Several options are available to see data beyond just object flux. Use --show-sky
to show the subtracted sky (modeled) flux, --add-sky
to show the total of object flux and modeled sky flux, --show-mask
to show grayed regions where data has been masked out because it is deemed invalid, and --show-dispersion
to show wavelength dispersion.
You will sometimes want to see data that would normally be masked as invalid. To include pixels with a particular mask bit set, use the --allow-mask
option, e.g.:
bossplot --allow-mask 'BRIGHTSKY|SCATTEREDLIGHT'
Note that multiple flags can be combined using the logical-or symbol |
, but this requires quoting as shown above.

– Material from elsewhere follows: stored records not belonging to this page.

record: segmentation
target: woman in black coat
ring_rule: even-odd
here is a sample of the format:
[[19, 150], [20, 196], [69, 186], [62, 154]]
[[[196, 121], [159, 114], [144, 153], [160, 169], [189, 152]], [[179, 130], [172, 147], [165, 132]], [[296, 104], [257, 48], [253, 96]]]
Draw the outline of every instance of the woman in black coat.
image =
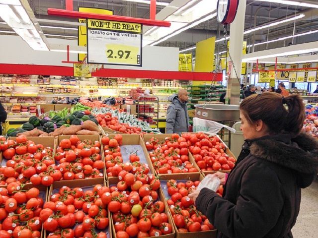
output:
[[[302, 100], [271, 92], [251, 96], [241, 103], [240, 117], [246, 142], [223, 197], [208, 188], [190, 196], [218, 230], [218, 238], [292, 238], [301, 188], [318, 173], [318, 143], [300, 133]], [[223, 184], [225, 175], [216, 174]]]

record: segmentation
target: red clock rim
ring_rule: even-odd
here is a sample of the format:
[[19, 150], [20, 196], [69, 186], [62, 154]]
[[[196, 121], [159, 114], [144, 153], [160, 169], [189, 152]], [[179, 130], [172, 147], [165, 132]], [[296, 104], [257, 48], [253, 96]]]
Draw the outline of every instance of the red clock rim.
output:
[[228, 7], [227, 16], [223, 24], [230, 24], [233, 22], [238, 7], [239, 0], [229, 0], [229, 1], [230, 5]]

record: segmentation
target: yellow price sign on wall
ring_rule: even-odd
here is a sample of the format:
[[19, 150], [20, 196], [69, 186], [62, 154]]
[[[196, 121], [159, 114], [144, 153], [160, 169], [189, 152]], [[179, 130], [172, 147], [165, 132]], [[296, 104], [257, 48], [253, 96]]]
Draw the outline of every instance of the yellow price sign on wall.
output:
[[317, 76], [317, 71], [316, 70], [309, 71], [308, 77], [307, 78], [307, 82], [308, 83], [316, 82]]
[[297, 72], [296, 82], [297, 83], [303, 83], [305, 80], [305, 71]]
[[297, 72], [289, 72], [289, 78], [288, 81], [290, 83], [295, 83], [296, 82]]
[[141, 24], [88, 19], [89, 63], [142, 66]]

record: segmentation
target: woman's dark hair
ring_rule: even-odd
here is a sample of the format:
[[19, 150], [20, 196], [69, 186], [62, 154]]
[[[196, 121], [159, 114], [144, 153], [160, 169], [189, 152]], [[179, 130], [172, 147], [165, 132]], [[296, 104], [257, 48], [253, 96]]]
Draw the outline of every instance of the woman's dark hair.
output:
[[[287, 107], [286, 107], [287, 106]], [[298, 135], [306, 118], [303, 100], [298, 94], [284, 97], [265, 92], [245, 98], [239, 106], [250, 124], [262, 120], [272, 133]]]
[[280, 88], [277, 88], [276, 90], [275, 90], [275, 92], [280, 94], [281, 93], [282, 93], [282, 90]]

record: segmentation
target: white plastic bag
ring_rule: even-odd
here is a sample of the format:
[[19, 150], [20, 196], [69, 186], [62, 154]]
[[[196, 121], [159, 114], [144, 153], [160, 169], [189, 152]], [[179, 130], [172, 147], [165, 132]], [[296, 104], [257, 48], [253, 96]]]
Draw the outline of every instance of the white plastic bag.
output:
[[216, 191], [219, 188], [221, 181], [216, 176], [213, 175], [208, 175], [200, 182], [197, 189], [200, 191], [204, 187]]
[[235, 132], [235, 129], [213, 120], [205, 120], [198, 118], [193, 118], [193, 132], [206, 131], [217, 134], [220, 130], [225, 127], [229, 130]]

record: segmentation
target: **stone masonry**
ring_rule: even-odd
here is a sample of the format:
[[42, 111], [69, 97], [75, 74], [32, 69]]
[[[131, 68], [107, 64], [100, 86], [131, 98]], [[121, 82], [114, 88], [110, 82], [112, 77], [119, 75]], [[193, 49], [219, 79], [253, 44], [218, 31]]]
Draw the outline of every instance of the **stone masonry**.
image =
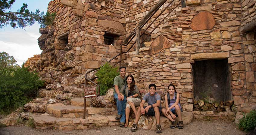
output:
[[[38, 45], [43, 51], [35, 63], [45, 81], [39, 97], [54, 98], [66, 105], [69, 99], [82, 97], [85, 74], [119, 54], [121, 49], [127, 50], [136, 39], [121, 48], [126, 37], [159, 1], [50, 2], [48, 11], [56, 12], [56, 16], [53, 24], [39, 30], [42, 35]], [[167, 0], [142, 29], [171, 1]], [[147, 32], [152, 31], [180, 2], [175, 0]], [[183, 8], [178, 5], [154, 30], [151, 41], [144, 43], [145, 46], [138, 50], [136, 44], [122, 54], [122, 65], [135, 77], [140, 89], [146, 90], [154, 83], [158, 91], [162, 92], [170, 83], [174, 84], [181, 94], [180, 103], [186, 115], [217, 119], [236, 115], [237, 120], [242, 112], [249, 112], [256, 105], [256, 35], [253, 29], [240, 32], [241, 27], [256, 19], [255, 1], [186, 0], [186, 4]], [[105, 44], [110, 37], [113, 45]], [[110, 63], [120, 58], [119, 56]], [[218, 59], [227, 62], [232, 100], [223, 101], [233, 103], [233, 109], [218, 114], [193, 111], [193, 64], [198, 61]], [[93, 78], [95, 73], [89, 77]]]

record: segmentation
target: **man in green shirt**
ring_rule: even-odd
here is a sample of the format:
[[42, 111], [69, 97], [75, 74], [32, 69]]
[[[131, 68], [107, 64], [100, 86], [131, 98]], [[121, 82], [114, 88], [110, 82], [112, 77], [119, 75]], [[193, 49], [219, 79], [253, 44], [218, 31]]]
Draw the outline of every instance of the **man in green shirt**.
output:
[[125, 95], [121, 95], [119, 90], [124, 85], [126, 84], [125, 74], [126, 73], [126, 68], [124, 67], [121, 67], [119, 68], [120, 75], [117, 76], [114, 79], [114, 86], [115, 92], [113, 92], [114, 98], [117, 101], [117, 107], [118, 112], [118, 115], [116, 117], [116, 119], [120, 119], [120, 126], [124, 127], [125, 122], [125, 104], [126, 103], [126, 97]]

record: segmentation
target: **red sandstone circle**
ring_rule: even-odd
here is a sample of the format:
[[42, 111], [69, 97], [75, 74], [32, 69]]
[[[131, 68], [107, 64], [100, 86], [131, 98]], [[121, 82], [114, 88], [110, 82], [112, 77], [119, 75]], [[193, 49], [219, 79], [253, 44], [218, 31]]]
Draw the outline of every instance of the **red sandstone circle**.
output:
[[194, 31], [212, 29], [215, 25], [215, 19], [208, 12], [199, 13], [192, 19], [190, 28]]

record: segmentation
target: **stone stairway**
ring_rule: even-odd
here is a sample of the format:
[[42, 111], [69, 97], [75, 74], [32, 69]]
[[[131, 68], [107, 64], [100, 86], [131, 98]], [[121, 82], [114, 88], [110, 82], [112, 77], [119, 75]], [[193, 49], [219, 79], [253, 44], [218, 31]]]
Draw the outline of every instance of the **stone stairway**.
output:
[[73, 98], [71, 105], [61, 103], [49, 104], [45, 113], [31, 115], [37, 129], [55, 128], [59, 130], [83, 129], [95, 126], [118, 125], [115, 119], [116, 107], [110, 103], [104, 107], [90, 106], [86, 100], [86, 117], [83, 118], [83, 98]]
[[[65, 105], [62, 103], [49, 104], [45, 113], [34, 113], [30, 115], [33, 118], [37, 129], [54, 128], [59, 130], [84, 129], [95, 126], [117, 125], [119, 120], [115, 119], [117, 111], [115, 105], [109, 103], [103, 107], [94, 107], [90, 106], [89, 99], [86, 100], [86, 116], [83, 118], [83, 98], [73, 98], [71, 105]], [[182, 113], [184, 124], [190, 123], [192, 120], [192, 112], [184, 111]], [[135, 119], [130, 114], [129, 126], [130, 127]], [[177, 118], [176, 119], [178, 120]], [[160, 124], [163, 128], [169, 128], [170, 121], [162, 116], [160, 117]], [[154, 116], [142, 116], [138, 126], [144, 129], [155, 130], [156, 120]]]

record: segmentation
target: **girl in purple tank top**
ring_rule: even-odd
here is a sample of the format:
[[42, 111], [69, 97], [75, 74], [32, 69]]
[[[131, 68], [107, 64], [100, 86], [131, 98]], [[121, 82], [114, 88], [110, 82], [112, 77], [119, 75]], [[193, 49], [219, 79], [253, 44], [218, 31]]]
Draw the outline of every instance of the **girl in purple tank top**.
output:
[[[183, 128], [181, 107], [179, 103], [180, 94], [176, 92], [174, 86], [172, 84], [168, 86], [167, 91], [168, 93], [164, 96], [165, 108], [162, 109], [162, 112], [165, 117], [172, 121], [170, 128], [178, 127], [180, 129]], [[169, 95], [169, 96], [167, 95]], [[174, 120], [176, 118], [176, 116], [174, 114], [178, 115], [179, 121], [176, 122]]]

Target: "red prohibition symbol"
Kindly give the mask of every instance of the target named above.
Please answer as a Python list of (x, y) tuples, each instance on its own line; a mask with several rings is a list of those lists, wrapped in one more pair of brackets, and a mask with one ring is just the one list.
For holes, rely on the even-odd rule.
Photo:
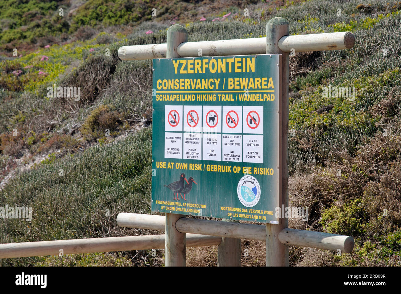
[(178, 112), (174, 109), (171, 110), (167, 116), (167, 120), (169, 124), (171, 126), (176, 127), (178, 126), (178, 123), (180, 122), (180, 115), (178, 114)]
[[(211, 114), (210, 113), (213, 112), (213, 114)], [(211, 110), (206, 115), (206, 124), (209, 126), (210, 128), (215, 128), (219, 122), (219, 116), (217, 113), (214, 110)], [(211, 124), (212, 124), (211, 125)]]
[(198, 125), (199, 118), (199, 116), (195, 110), (190, 110), (186, 114), (186, 122), (191, 128), (194, 128)]
[[(233, 115), (232, 114), (235, 114), (235, 115), (237, 116), (237, 120), (234, 119)], [(231, 114), (231, 115), (230, 114)], [(226, 124), (227, 124), (227, 126), (231, 129), (233, 129), (234, 128), (236, 127), (238, 125), (238, 121), (239, 120), (239, 117), (238, 116), (238, 114), (234, 110), (230, 110), (227, 113), (227, 115), (226, 116)], [(234, 126), (231, 126), (229, 124), (234, 124)]]
[[(256, 114), (257, 118), (256, 118), (255, 116), (251, 115), (251, 114), (252, 113)], [(247, 124), (248, 125), (248, 126), (251, 129), (256, 129), (260, 123), (260, 118), (259, 117), (257, 112), (253, 110), (250, 111), (247, 116)]]

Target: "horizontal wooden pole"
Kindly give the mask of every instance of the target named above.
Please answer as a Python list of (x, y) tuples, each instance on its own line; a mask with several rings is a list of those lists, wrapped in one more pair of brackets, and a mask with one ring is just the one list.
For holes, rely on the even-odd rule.
[[(302, 52), (350, 49), (354, 43), (352, 32), (340, 32), (285, 36), (279, 41), (278, 46), (284, 52)], [(198, 57), (200, 54), (202, 56), (264, 54), (266, 44), (264, 37), (188, 42), (179, 45), (177, 52), (183, 57)], [(118, 49), (118, 57), (122, 60), (166, 58), (167, 48), (165, 43), (122, 46)]]
[(265, 227), (259, 225), (183, 217), (177, 221), (176, 227), (181, 233), (266, 241)]
[[(164, 248), (165, 235), (130, 236), (0, 244), (0, 258)], [(221, 237), (186, 234), (186, 246), (219, 245)]]
[[(278, 238), (280, 242), (287, 245), (345, 253), (351, 252), (354, 249), (354, 238), (350, 236), (342, 235), (287, 228), (280, 232)], [(339, 249), (340, 251), (338, 251)]]
[(163, 231), (166, 230), (166, 217), (164, 215), (122, 212), (117, 215), (117, 220), (120, 227)]
[[(166, 223), (165, 217), (137, 213), (120, 213), (117, 220), (122, 226), (160, 231)], [(266, 241), (265, 227), (260, 225), (183, 217), (177, 221), (176, 227), (181, 233)], [(279, 240), (286, 245), (335, 251), (340, 249), (346, 253), (352, 251), (354, 245), (354, 238), (350, 236), (288, 228), (280, 231)]]

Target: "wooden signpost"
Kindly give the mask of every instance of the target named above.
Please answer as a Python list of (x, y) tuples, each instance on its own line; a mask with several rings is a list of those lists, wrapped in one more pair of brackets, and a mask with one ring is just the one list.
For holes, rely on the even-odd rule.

To show all data, including any invalid pixels, use the --show-invalid
option.
The bossplot
command will automatically download the appropriate data file if necessary. This is ‘conservative’: if an existing local file can be used to satisfy a request, no new files will be downloaded.
Spectra can be plotted from different data files. By default the spec-lite data file is used for a coadd or the spec file for an individual exposure. Use the --frame
or --cframe
options to plot a single-exposure spectrum from a plate spFrame
file or its flux-calibrated equivalent spCFrame
file. Use the --platefile
option to plot the combined spectrum from an spPlate
file. See the Overview of SDSS Spectroscopic Data for details.
To plot a single exposure, use the --exposure
option to specify the sequence number (0,1,...) of the desired exposure. You can also set the --band
option either blue
or red
to plot a single camera’s data, or both
to superimpose the overlapping data from both cameras. Note that when displaying data from a co-added data product (spec, speclite, spPlate), the exposure sequence number only indexes exposures that were actually used in the final co-added spectrum. However, the spFrame and spCFrame data products include all exposures used as input to the co-add (based on a bossdata.plate.Plan
) so, in cases where not all exposures are used, the --exposure
option indexes a larger list of science exposures. Use the --verbose
option to display information about the available exposures in either case.
This script uses the matplotlib python library, which is not required for the bossdata
package and therefore not automatically installed, but is included in scientific python distributions like anaconda.